Formula 1GP Gran Bretagna
Kimi Antonelli: “In Austria non ero contento del terzo posto. Silverstone potrebbe esaltare la guida di Russell”
Kimi Antonelli si presenta al media day di Silverstone alla vigilia del weekend Sprint del Gran Premio di Gran Bretagna 2026 da leader del Mondiale di Formula Uno dopo otto tappe con un vantaggio di 40 punti in classifica sul compagno di squadra inglese George Russell e 46 sulla Ferrari di Lewis Hamilton, entrambi pronti ad esaltarsi sulla pista di casa davanti all’appassionato pubblico locale.
Antonelli ha parlato ai media anche del fatto di sapere già oggi dove correrà nella prossima stagione, a differenza degli anni scorsi: “Il lato positivo di questa situazione è che puoi pensare solo a guidare, sapendo che non ci sono punti interrogativi in sospeso. Dall’altra parte, però, c’è anche il pericolo che avere delle certezze possa portarti a rilassarti, ed è una trappola in cui non voglio cadere. Il mio approccio resta quello di scendere in pista per dimostrare di meritare l’opportunità che mi è stata data. Al di là di questo, credo che trascorrerò un’estate molto più tranquilla rispetto a dodici mesi fa“.

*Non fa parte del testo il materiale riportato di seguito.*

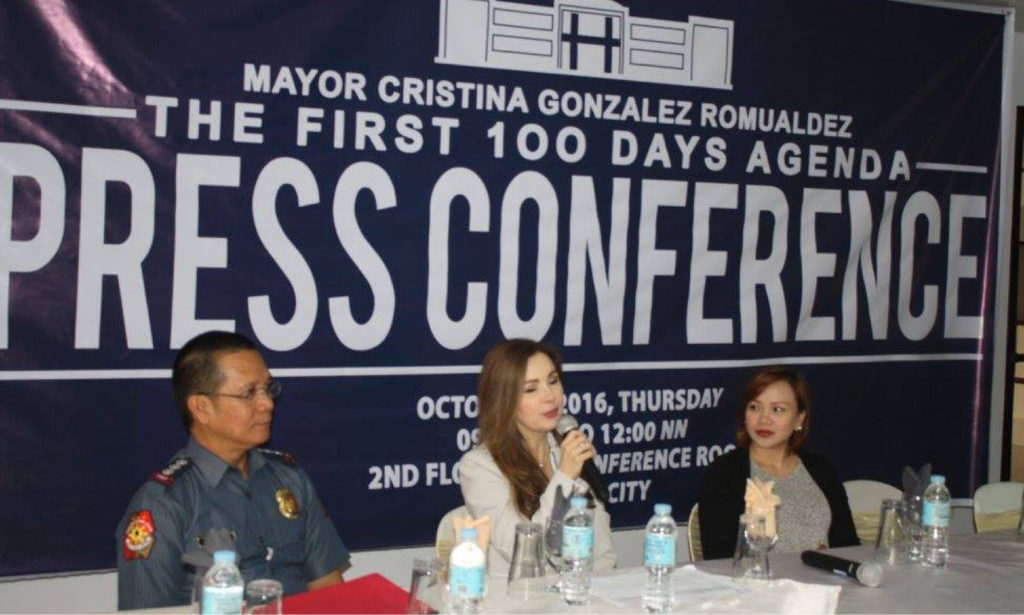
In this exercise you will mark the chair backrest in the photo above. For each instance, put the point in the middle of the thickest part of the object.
(444, 540)
(997, 507)
(693, 535)
(865, 503)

Sulla strategia Mercedes nell’ultimo GP in Austria: “Mi è stato detto che la strategia scelta per me era la più veloce, volevano darmi una possibilità nel finale potendo contare su un set di pneumatici più fresco. Ovviamente ho detto la mia, e resto dell’idea che abbiamo perso la possibilità di fare l’undercut su Verstappen sia alla fine del primo sia del secondo stint. Considerando anche il passo che riuscivo a mantenere, soprattutto con la mescola hard, credo che fermandomi qualche giro prima non avremmo avuto problemi di degrado. Nell’ultimo stint ho segnato il mio giro più veloce a due tornate dalla bandiera a scacchi, quando le gomme avevano ormai percorso venti giri“.

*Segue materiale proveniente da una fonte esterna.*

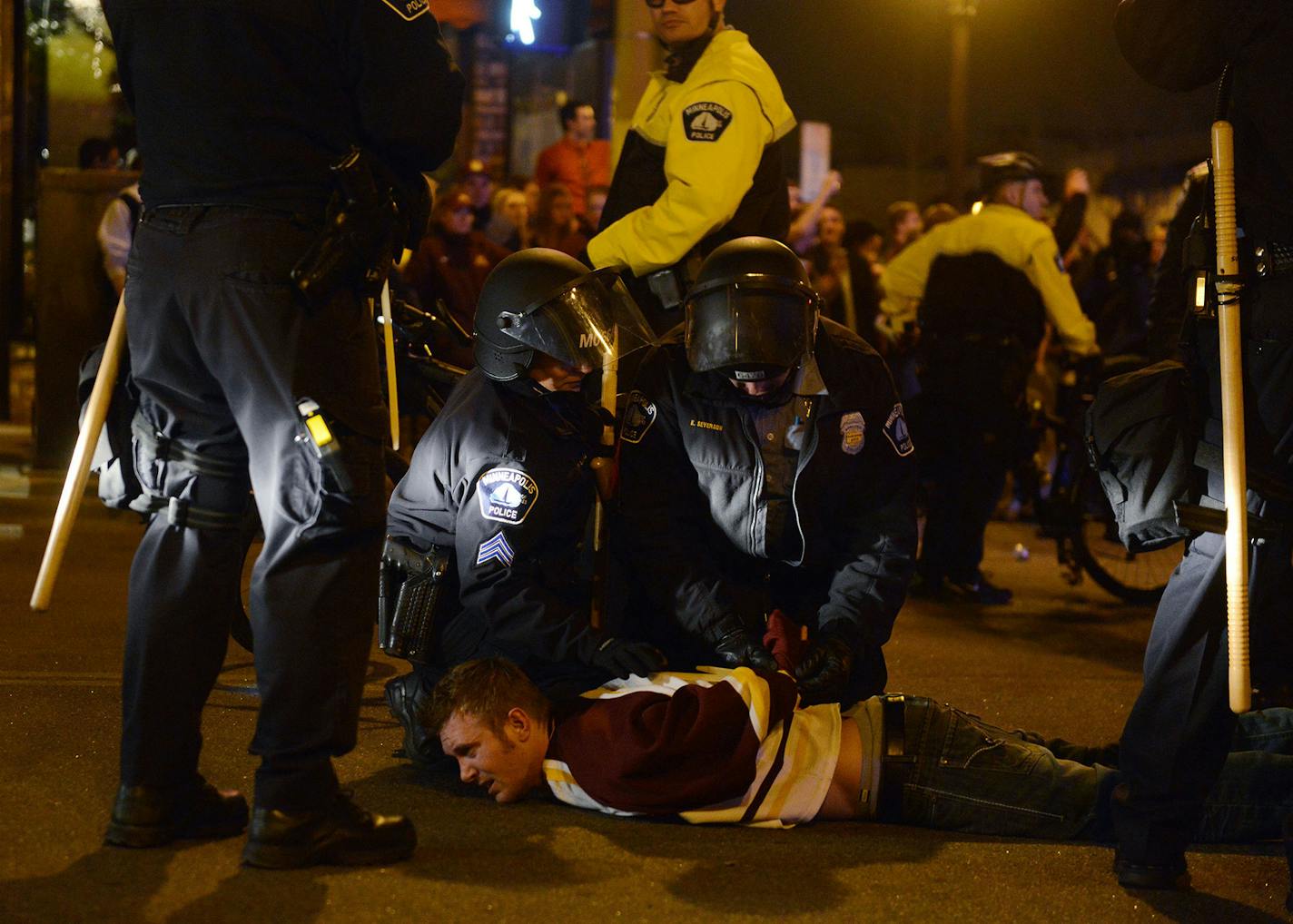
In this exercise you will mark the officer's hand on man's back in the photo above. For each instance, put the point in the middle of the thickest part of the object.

Sul problema ai freni che ha dovuto fronteggiare soprattutto nella prima parte della corsa austriaca: “Ho avuto qualche problema per tutto il weekend, non solo in gara. Nei primi giri, quando mi sono ritrovato alle spalle di Charles, c’era una differenza di temperatura tra il lato destro e quello sinistro dell’impianto frenante: uno era più caldo dell’altro e questo rendeva la macchina un po’ instabile in frenata. Anche il pedale era più lungo del normale. La squadra sta indagando sulle cause e credo che oggi saprò qualcosa di più“.

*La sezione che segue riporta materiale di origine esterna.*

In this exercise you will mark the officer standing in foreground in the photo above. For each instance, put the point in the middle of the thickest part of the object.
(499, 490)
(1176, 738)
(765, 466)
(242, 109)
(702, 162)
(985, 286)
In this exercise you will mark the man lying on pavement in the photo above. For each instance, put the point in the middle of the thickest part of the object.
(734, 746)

“Ovviamente non ero contento. Mi ha dato fastidio essere arrivato così vicino ai primi due senza avere un paio di giri in più per giocarmi le mie possibilità. Sarebbe stato bello provarci. Ma la gara dura 71 giri e c’è poco da recriminare. Diciamo che ho rosicato un po’. Credo anche che siano stati i primi giri a decidere la corsa: se non avessi perso la posizione con Max, probabilmente sarebbe stata una gara diversa“, il commento di Kimi.
Sull’approccio che proverà ad avere questo weekend a Silverstone: “Non voglio certo andare in pista pensando a tutti i costi di dover battere George, perché con questo approccio finirei per concentrarmi solo su quell’obiettivo, perdendo di vista il quadro generale. È chiaro che precederlo proprio nella sua gara di casa sarebbe un bel segnale, ma non è solo una questione di nazionalità. Sulla carta questa pista dovrebbe adattarsi molto bene al suo stile di guida, anche se lo stesso si diceva di Barcellona. Ho passato parecchio tempo al simulatore cercando di trovare un approccio il più naturale possibile per affrontare al meglio le curve veloci e molto lunghe di Silverstone. Bisogna essere un po’ più delicati con lo sterzo, ed è stato proprio questo l’aspetto sul quale mi sono concentrato maggiormente“.